Amazon launches $5-a-month unlimited prescription plan.
Amazon is expanding its push into healthcare with a $5 monthly unlimited delivery pass on 60 common generic prescription drugs treating allergies, inflammation, high blood pressure and other conditions.
Amazon announced the new delivery service, RXPass, on Tuesday and it will launch immediately in most states except California, Texas, Minnesota and others with specific prescription delivery requirements. Customers who are enrolled in Medicare, Medicaid, or any other government health care program will not be able to sign up for the benefit.
The program is likely to save customers money on low-cost generic drugs but won’t impact prices for more expensive brand-name drugs, which drive the bulk of US prescription drug spending, say health care analysts and economists. They also expect Amazon to lose money on the service but see other benefits.
The $5-a-month delivery pass is an add-on to Amazon Prime, Amazon’s $139 annual program, and is available exclusively to Prime subscribers regardless of their insurance status.
Amazon has long offered a Prime prescription savings benefit to get discounts on generic and brand-name medications. The company said its new generic delivery program targets customers who take multiple prescriptions to manage chronic conditions and pay out-of-pocket costs for their medications.
Some of the generic drugs included in the program include Bupropion, Cephalexin, Doxycycline, Estradiol and Sertaline.
Although generic drugs represented around 86% of all US prescriptions in 2022 by volume, they made up just 20% of prescription drug spending, Evercore analyst Elizabeth Anderson said in note to clients Tuesday.
“The set of generics in Amazon’s new program represent 32% of generic drugs in 2021, and is likely a loss leader for Amazon,” she said, calling it an “incremental pharmacy experiment” for the company.
Amazon has focused its efforts on generics because it’s harder to compete with health insurers and other companies on branded and specialty drugs, she said.

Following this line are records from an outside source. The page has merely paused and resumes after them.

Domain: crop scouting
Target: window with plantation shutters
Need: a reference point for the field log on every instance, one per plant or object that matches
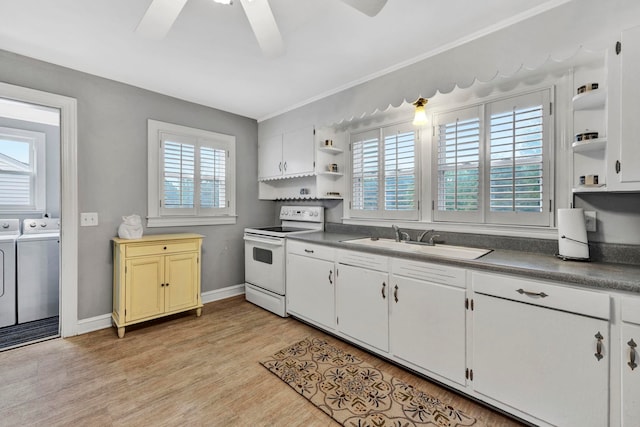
(492, 162)
(22, 170)
(384, 173)
(458, 138)
(191, 175)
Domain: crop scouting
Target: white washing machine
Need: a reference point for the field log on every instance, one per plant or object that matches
(9, 232)
(38, 279)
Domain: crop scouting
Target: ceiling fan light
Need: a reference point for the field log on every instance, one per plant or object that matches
(420, 117)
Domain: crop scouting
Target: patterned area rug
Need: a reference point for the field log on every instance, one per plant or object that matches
(356, 394)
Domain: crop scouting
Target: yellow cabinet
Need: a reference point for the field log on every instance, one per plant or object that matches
(155, 276)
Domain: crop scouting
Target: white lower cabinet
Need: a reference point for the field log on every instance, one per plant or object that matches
(630, 366)
(361, 305)
(532, 355)
(362, 294)
(310, 283)
(427, 319)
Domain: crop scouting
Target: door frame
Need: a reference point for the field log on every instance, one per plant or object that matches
(68, 193)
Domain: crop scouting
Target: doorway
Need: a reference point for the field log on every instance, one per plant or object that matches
(68, 196)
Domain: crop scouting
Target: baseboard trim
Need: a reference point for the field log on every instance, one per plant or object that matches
(104, 320)
(93, 324)
(219, 294)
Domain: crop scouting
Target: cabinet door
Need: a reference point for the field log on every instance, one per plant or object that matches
(270, 157)
(144, 294)
(630, 375)
(310, 289)
(361, 304)
(181, 281)
(541, 361)
(630, 105)
(428, 326)
(298, 151)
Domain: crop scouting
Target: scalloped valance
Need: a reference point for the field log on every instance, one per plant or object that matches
(556, 39)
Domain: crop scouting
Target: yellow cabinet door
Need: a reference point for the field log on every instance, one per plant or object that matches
(181, 281)
(145, 295)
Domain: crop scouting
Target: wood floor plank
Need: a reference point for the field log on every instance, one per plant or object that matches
(181, 370)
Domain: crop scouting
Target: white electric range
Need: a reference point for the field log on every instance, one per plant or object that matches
(264, 255)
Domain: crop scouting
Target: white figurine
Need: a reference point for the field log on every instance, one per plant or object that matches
(131, 227)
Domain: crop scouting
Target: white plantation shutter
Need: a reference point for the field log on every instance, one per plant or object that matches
(213, 194)
(400, 179)
(517, 160)
(384, 173)
(194, 176)
(365, 172)
(22, 170)
(458, 195)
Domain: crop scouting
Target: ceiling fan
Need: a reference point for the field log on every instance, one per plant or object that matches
(161, 15)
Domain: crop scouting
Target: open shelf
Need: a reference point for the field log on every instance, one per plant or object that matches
(330, 149)
(589, 145)
(592, 100)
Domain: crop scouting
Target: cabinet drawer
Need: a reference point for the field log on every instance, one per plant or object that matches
(310, 250)
(434, 273)
(631, 310)
(161, 248)
(544, 294)
(362, 259)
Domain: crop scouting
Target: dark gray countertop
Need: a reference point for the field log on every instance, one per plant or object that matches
(620, 277)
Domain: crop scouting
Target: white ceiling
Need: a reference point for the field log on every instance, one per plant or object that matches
(211, 57)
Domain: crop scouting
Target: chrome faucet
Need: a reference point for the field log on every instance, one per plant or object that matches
(433, 236)
(400, 235)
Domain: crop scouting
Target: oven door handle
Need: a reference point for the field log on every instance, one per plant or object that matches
(274, 241)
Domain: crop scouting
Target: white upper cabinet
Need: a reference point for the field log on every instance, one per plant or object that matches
(287, 155)
(623, 163)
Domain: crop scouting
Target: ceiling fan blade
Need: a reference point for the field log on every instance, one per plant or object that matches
(368, 7)
(159, 17)
(264, 26)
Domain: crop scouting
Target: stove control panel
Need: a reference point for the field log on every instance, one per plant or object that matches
(302, 213)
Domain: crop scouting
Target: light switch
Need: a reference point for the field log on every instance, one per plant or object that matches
(88, 219)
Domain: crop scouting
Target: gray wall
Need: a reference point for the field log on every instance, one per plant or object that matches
(52, 156)
(112, 171)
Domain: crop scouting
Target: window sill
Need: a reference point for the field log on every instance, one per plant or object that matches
(190, 221)
(490, 229)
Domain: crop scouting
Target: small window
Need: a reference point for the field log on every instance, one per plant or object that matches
(191, 176)
(22, 170)
(384, 173)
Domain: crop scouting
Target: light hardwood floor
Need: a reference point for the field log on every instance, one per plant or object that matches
(178, 371)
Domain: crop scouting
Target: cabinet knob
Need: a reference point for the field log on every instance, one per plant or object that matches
(598, 353)
(632, 354)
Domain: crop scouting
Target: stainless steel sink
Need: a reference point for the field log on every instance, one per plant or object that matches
(446, 251)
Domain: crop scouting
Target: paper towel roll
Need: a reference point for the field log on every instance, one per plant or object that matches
(572, 234)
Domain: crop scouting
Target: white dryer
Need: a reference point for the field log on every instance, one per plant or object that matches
(38, 269)
(9, 232)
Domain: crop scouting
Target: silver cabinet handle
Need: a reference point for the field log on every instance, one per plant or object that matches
(598, 353)
(532, 294)
(632, 354)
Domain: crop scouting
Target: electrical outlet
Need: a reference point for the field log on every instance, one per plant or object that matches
(88, 219)
(590, 220)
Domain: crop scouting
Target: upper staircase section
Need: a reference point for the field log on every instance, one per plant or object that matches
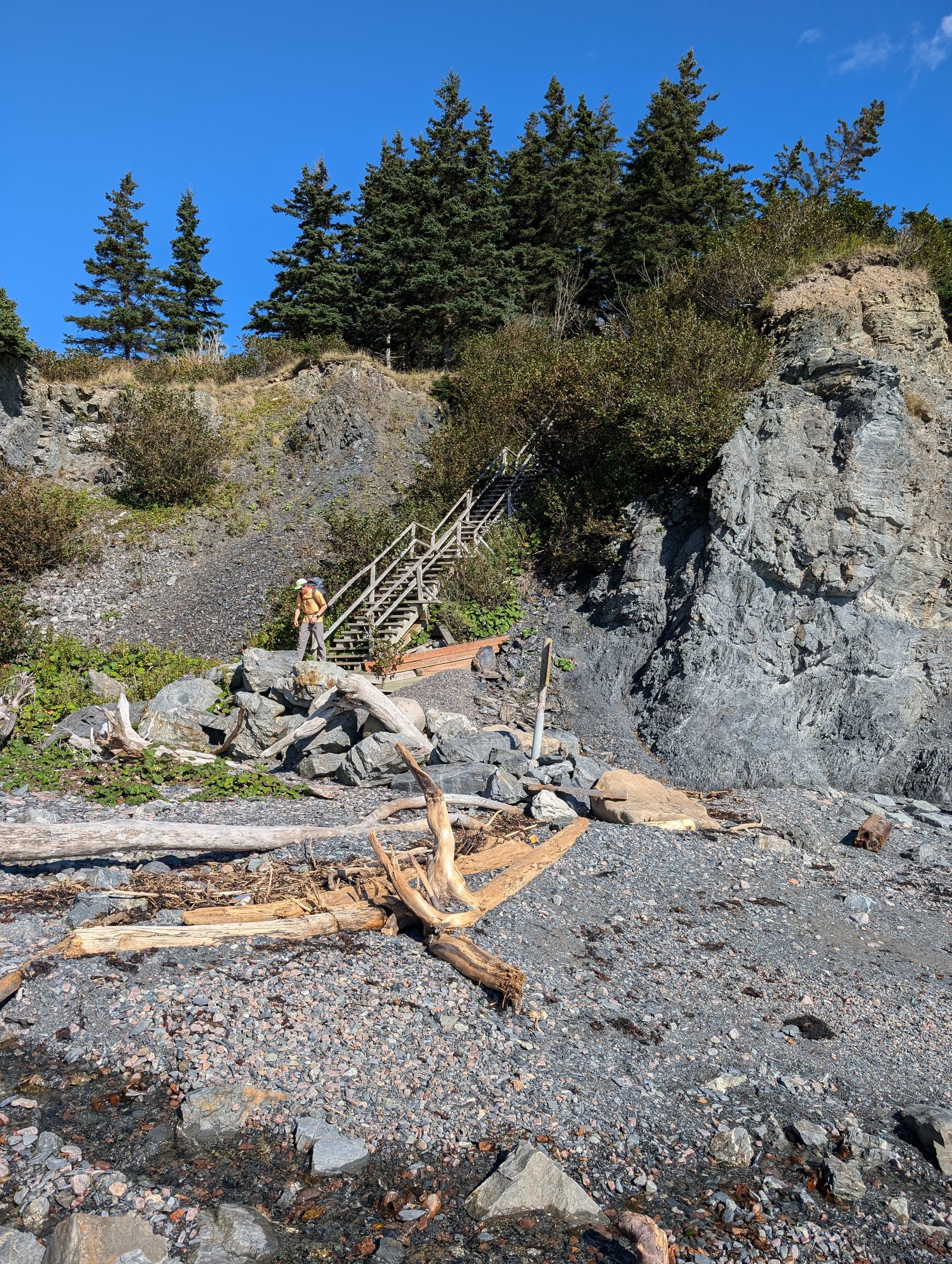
(385, 600)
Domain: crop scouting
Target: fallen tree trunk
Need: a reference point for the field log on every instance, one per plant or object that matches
(103, 939)
(483, 968)
(358, 689)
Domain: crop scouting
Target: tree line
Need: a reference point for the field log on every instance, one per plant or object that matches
(449, 238)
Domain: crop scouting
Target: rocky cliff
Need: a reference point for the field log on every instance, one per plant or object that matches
(793, 620)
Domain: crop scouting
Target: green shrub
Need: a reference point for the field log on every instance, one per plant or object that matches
(40, 523)
(169, 446)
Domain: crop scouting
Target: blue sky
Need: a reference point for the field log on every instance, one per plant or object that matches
(234, 98)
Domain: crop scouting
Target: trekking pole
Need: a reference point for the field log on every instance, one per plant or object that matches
(545, 671)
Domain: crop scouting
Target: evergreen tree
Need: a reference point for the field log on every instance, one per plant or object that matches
(188, 301)
(123, 282)
(13, 332)
(384, 230)
(459, 277)
(314, 290)
(675, 190)
(559, 185)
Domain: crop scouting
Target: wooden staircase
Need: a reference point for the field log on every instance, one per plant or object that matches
(382, 602)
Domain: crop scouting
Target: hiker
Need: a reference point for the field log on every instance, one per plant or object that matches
(309, 617)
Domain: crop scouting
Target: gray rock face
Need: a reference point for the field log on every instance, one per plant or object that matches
(333, 1152)
(18, 1248)
(843, 1181)
(450, 778)
(373, 760)
(530, 1181)
(81, 1239)
(932, 1128)
(233, 1235)
(794, 617)
(733, 1148)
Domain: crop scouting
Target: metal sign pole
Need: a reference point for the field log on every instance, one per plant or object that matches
(544, 675)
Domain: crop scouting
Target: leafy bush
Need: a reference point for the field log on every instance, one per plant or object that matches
(40, 523)
(59, 664)
(167, 445)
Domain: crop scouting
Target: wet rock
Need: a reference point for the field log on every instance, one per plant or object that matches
(310, 1129)
(450, 778)
(843, 1181)
(82, 1239)
(733, 1148)
(553, 810)
(810, 1133)
(932, 1129)
(333, 1152)
(529, 1181)
(233, 1235)
(17, 1248)
(263, 669)
(373, 760)
(215, 1113)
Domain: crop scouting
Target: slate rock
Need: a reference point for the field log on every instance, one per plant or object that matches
(810, 1133)
(218, 1111)
(505, 788)
(373, 761)
(843, 1180)
(105, 687)
(733, 1148)
(84, 1239)
(529, 1181)
(310, 1129)
(334, 1152)
(17, 1248)
(233, 1235)
(450, 778)
(552, 810)
(263, 669)
(472, 748)
(932, 1129)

Sean Nicholson, the director of the Sloan Program in Health Administration at Cornell University, believes that Amazon is introducing the generics program to boost Prime membership subscriptions, compel customers to switch to Amazon for higher-margin branded drugs, and get them to spend more on other products when they use the program.
Amazon’s new plan will mean consumers may see lower costs for some generic drugs, Nicholson said. But “it’s not going to do much, if anything, to push down spending on drugs that don’t face generic competition.”
RXPass is Amazon’s latest move to draw more healthcare spending from customers.